Pour elle, deux possibilités: soit l'UE a des exigences et le Conseil fédéral n'en dit rien, et il est «malhonnête» ; soit il offre un milliard en espérant que l'UE soit gentille, et dans ce cas, il est «naïf», estime-t-elle.
L'UDC critique également la volonté du Conseil fédéral de conclure un accord-cadre sur la reprise automatique de droit et la reconnaissance de juges UE, «traité qui fera de la Suisse une colonie du moloch bureaucratique et antidémocratique bruxellois». Selon Céline Amaudruz, cela montre surtout que le gouvernement n'est pas à l'écoute du peuple qui a dit oui à l'initiative de l'UDC contre l'immigration de masse le 9 février 2014. «C'est inquiétant, car il ne fait que répéter un vieux discours tout en étant incapable de s'adapter.»

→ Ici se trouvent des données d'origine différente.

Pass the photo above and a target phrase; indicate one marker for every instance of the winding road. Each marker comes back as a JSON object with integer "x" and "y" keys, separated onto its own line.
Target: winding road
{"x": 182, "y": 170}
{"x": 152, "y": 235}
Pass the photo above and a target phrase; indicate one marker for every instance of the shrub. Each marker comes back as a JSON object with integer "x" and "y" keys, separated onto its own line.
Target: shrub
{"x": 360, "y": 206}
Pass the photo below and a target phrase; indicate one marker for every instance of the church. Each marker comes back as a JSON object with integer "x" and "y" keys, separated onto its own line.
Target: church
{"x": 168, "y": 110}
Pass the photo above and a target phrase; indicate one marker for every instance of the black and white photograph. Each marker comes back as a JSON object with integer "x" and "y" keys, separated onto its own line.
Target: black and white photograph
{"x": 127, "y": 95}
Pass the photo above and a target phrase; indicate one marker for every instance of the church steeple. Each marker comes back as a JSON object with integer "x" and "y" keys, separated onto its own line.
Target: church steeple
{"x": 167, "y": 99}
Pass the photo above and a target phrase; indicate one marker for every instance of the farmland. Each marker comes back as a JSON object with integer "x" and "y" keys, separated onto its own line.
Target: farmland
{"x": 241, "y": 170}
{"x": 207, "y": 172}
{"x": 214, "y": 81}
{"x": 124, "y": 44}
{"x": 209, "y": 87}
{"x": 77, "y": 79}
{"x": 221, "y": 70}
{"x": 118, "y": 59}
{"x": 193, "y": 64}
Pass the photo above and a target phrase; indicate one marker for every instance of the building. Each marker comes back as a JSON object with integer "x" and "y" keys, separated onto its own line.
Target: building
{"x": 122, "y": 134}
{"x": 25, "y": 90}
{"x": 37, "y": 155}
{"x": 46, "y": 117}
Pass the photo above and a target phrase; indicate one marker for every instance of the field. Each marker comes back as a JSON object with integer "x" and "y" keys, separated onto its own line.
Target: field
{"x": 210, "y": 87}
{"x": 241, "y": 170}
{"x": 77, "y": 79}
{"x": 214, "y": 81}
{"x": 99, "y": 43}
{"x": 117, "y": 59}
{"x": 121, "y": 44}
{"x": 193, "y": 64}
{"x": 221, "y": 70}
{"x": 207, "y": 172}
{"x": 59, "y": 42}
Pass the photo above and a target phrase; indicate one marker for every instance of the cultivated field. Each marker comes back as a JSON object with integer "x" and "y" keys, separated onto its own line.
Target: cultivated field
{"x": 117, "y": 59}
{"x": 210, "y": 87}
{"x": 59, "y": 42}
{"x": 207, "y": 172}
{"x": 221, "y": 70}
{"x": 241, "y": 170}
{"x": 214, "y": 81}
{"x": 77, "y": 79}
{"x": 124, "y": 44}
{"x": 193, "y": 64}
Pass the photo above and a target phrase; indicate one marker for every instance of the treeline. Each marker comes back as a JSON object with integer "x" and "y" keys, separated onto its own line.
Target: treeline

Sans surprise, le premier parti du pays annonce qu'il se battra «de toutes ses forces» dans le cadre de la procédure de consultation et des débats parlementaires.
Etat des lieux nécessaire
Le PLR est lui bien plus nuancé dans ses propos. Il estime qu'un état des lieux est nécessaire dans le dossier européen. Il s'agit à présent de répondre à plusieurs questions en suspens liées au futur de cette relation entre la Suisse et Bruxelles, écrit le parti. L'une d'entre elles concerne la contribution à la cohésion.
Et le parti de lier son consentement aux conditions suivantes : d'une part, des avancées durables dans les relations entre la Suisse et l'Union Européenne sont impératives. Les relations bilatérales doivent être normalisées et il faut en finir avec toute forme de politique de blocage, estime-t-il. D'autre part, les projets soutenus doivent aussi présenter une plus-value pour la Suisse, notamment dans les domaines de l'économie et de la politique migratoire, car le milliard de cohésion n'est pas un cadeau de la Suisse sans contrepartie.
Enfin, le PLR veut des réponses aux différentes questions en suspens concernant l'avenir de la relation entre la Suisse et l'UE. Il attend donc du Conseil fédéral qu'il élabore un état des lieux du dossier au printemps 2018. Pour le parti, le gouvernement doit montrer comment il compte défendre les intérêts de notre pays et poursuivre les accords bilatéraux.
Le PDC salue la normalisation
Du côté du PDC, parti de la présidente de la Confédération, on salue «la normalisation des relations entre la Suisse et l'Union européenne». La rencontre entre Doris Leuthard et Jean-Claude Juncker permet enfin de faire bouger le dossier des relations bilatérales, estime le parti.
Quant au milliard de cohésion, c'est «une reconnaissance des avantages économiques de l'élargissement à l'Est du marché unique européen », estime le parti qui soutient le principe d'un engagement supplémentaire via cette contribution. «Les entreprises suisses et l'économie dans son ensemble profitent du renforcement de ces partenariats économiques.»
Le PDC revient encore sur la reconnaissance de l'équivalence de cadre juridique et du dispositif de surveillance suisses sur les marchés. « C'est un succès important pour la place financière suisse, estime-t-il.